Il y avait combien de gardes au palais la nuit de l’attaque ?
Je ne peux pas le savoir, parce que chacun ne gère que son couloir, le reste tu ne peux pas savoir. Nous-mêmes, il nous est interdit de bouger sans autorisation préalable. Nous sommes restés dans cette position jusqu’au petit matin. Je ne pouvais pas imaginer que beaucoup de nos collègues ont été tués parce que les choses sont arrivées au moment où personne ne l’attendait. Il n’y a pas eu une alerte aussi. Habituellement, à certains moments, on nous met en alerte. Quand les services de renseignement remontent des informations. Ça n’a pas été le cas cette fois. C’est le matin que les assaillants ont fait descendre des collègues blessés pour leur dire d’utiliser leurs téléphones pour joindre les gardes restés à la maison et certains de nos responsables et leur dire qu’il y a une réunion de venir. Ils ont dit dire directement à d’autres qu’il y a eu attaque. Avant que ceux-là n’arrivent, ceux qui ont reçu l’information qu’il y a eu une attaque au palais, avant de venir, ont appelé des renforts. En fait, nos renforts directs en cas de situation difficile, ce sont les forces spéciales. D’ailleurs c’est le dernier recours.

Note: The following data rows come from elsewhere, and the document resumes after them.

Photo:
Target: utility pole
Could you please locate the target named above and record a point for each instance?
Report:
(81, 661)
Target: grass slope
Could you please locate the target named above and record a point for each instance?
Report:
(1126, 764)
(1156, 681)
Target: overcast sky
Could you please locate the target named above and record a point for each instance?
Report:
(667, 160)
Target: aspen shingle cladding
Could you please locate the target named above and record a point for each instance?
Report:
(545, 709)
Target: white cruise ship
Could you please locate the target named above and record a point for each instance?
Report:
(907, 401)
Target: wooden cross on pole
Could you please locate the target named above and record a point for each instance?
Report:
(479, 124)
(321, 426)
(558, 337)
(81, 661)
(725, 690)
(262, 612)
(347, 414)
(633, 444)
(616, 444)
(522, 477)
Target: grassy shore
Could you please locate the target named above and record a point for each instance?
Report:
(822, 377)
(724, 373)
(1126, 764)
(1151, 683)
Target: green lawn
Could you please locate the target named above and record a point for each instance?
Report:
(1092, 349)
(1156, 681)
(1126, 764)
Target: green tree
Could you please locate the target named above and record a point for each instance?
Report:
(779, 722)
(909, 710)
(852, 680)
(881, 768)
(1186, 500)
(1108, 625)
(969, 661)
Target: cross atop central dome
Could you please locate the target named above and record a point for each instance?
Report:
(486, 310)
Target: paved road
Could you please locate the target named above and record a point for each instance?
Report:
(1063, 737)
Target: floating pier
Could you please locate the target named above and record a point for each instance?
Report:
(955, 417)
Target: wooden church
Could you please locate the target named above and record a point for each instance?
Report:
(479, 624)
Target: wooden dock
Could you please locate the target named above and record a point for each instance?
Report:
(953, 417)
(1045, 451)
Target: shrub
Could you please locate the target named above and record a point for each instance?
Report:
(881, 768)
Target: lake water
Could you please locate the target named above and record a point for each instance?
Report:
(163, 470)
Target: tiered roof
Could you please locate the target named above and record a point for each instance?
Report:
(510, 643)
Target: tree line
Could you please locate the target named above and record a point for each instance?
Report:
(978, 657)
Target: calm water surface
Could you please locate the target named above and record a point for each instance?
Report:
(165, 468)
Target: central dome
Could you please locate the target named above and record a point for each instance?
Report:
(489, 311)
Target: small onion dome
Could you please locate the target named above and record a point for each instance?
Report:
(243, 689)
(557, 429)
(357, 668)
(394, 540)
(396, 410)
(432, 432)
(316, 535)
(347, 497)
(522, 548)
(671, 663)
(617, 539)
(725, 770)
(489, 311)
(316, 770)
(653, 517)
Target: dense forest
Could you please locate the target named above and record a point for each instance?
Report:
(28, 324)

Finalement, les renforts qu’on a appelés ont en quelque sorte foncé droit dans la gueule du loup. Ils ne savaient pas que ceux qui nous ont attaqués ont passé la nuit avec nous. Les assaillants sont venus avec toute leur artillerie y compris des véhicules blindés, pour ceinturer le palais et tout Kaloum. Les quelques agents de la présidence qui sont restés dehors, en les voyant ont pensé qu’ils sont sauvés. Ils ont cru à l’arrivée des renforts. Mais ce sont les mêmes qui ont neutralisé le reste de la garde et barrer les voies des camps Samory et Makambo qui sont à quelques minutes de voiture du Palais. C’est avec l’arrivée de ces gens que les crépitements de balles ont commencé. Entre temps nos amis appelés au téléphone sont venus entrer droit dans la gueule du loup. Ils ont été neutralisés à leur tour.
Vous avez joué au mort pour suivre la scène dans le bâtiment. Comment vous vous êtes rendu compte de ce qui se passait au dehors avec l’arrivée de la colonne de véhicules blindés des forces spéciales ?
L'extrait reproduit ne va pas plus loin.